Trick or treat ettiquite in the US




In most areas in the US, it is traditional for children to go trick-or-treating on the evening of Halloween (October 31st). This means that they put on a costume and go door to door asking for candy.

If you put up Halloween decorations, or you have your…

Many of my older special education teens like to dress up and go trick or treating. They sometimes get refused or hasdassed for being too old, despite being like “children” in many ways.

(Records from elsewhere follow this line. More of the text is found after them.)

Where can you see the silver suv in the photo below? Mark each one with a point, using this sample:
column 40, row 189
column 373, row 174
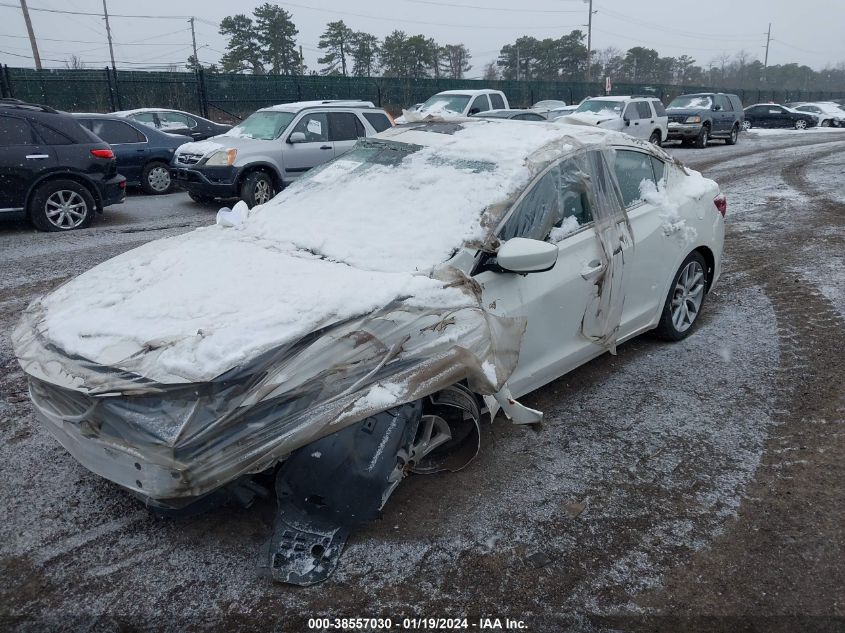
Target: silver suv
column 272, row 147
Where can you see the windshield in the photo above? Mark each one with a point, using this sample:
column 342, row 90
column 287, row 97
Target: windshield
column 455, row 103
column 603, row 107
column 384, row 206
column 265, row 125
column 692, row 101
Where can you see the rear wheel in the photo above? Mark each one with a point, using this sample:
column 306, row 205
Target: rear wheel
column 61, row 205
column 257, row 188
column 685, row 299
column 155, row 178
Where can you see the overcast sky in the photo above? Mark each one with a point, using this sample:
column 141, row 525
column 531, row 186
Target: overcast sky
column 807, row 31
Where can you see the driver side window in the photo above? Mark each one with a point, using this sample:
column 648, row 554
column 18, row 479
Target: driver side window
column 556, row 205
column 315, row 126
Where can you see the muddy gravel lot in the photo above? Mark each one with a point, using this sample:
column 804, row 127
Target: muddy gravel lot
column 680, row 487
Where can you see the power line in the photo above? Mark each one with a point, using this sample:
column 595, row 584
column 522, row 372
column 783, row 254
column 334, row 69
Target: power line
column 483, row 8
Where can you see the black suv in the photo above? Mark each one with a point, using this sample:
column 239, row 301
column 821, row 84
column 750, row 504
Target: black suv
column 697, row 118
column 53, row 169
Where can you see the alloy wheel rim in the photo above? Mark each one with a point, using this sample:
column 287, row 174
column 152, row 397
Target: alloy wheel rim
column 263, row 192
column 65, row 209
column 688, row 296
column 159, row 178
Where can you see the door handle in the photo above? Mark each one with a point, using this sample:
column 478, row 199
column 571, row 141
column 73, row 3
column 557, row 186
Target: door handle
column 593, row 270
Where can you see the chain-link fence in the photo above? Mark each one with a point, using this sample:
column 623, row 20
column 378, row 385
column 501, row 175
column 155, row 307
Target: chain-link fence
column 230, row 97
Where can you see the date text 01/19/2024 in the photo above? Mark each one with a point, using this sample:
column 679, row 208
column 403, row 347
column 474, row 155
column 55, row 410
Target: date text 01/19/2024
column 431, row 625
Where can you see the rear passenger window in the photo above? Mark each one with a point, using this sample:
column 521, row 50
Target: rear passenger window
column 315, row 126
column 14, row 131
column 116, row 132
column 379, row 121
column 631, row 112
column 344, row 126
column 50, row 136
column 632, row 168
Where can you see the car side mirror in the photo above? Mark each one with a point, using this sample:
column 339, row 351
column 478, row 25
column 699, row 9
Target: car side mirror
column 523, row 255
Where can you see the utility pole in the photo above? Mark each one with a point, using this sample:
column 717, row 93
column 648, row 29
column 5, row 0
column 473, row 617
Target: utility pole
column 108, row 33
column 194, row 40
column 29, row 30
column 589, row 39
column 768, row 39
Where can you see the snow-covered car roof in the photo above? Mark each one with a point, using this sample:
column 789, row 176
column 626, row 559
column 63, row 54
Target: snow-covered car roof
column 296, row 106
column 468, row 92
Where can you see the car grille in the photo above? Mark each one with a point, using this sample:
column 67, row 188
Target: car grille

I also know of teenagers who go “trick-or-treating” just for free candy, knowing it is not really for them. I have seen some of these older youth be rude to the younger children by pushing past them, cutting them off and scaring them.

Here is what I do:
If the trick-or-treater is dressed in costume and following norms like taking turns and watching for smaller people, I do not address their age and treat them as you would the other kids. (Don’t say, “You’re too old for this.”)
If they are dressed up but not following norms, I take make them wait a bit and tell them that because they are bigger then other people out they need to be extra careful around the smaller people because we want everyone to have fun. If they are resceptive and understand, I give them candy and tell them to have fun. (I do this if I witness little ones being rude as well, with a shorter and different talk)
The only time I ask how old they are is if they are not in costume and not following norms. I may not give these teens candy depending on how the conversation turns out. However, as an educator and youth worker, I am comfortable having these conversations.

I guess I would want others to know that even if a person looks “too old” they may be developmently delayed or large for thier age. I don’t believe this things disclude them from participating.

annekewrites said:

In my neighborhood there actually weren’t a lot of kids of trick-or-treating age at the time I was of trick-or-treating age.  What we did have was a neighbor whose mother was from another country (I believe it was either Sweden or Switzerland, but my memory is fuzzy) and who had never been.  So they dressed her up as Big Bird and took her trick-or-treating, and it was awesome.

As far as older teenagers who really should know better, something that often happened in my experience was for them to be “in costume” in a really inappropriate way while trick-or-treating - “pimp and hooker” seemed to be a perennial favorite.  That’s one where I WOULD (at least sorely be tempted to) say that they’re too old for this.

realsocialskills said:

Do you know a good way of reacting to teenagers who do that?

genderhaunt said:

A script that I’ve used in the past and that I’d feel ok hearing when I’m out as a 19 year old this year is as follows:

“Trick or treating is basically a trade, you come to my door in costume and behaving in a family friendly way, I give you candy.  You aren’t holding up your end of that unspoken deal by [being rude to the children/wearing a costume that isn’t family friendly/not wearing a costume/etc] so maybe come back when you’re doing so.”

I found that it worked, most teens didn’t come back but a few did.  I think it works because it assumed maturity instead of assuming that they were being “bad” in any way by still wanting to trick or treat.  Halloween is hard when you’re too old to really trick or treat but too young to do anything else.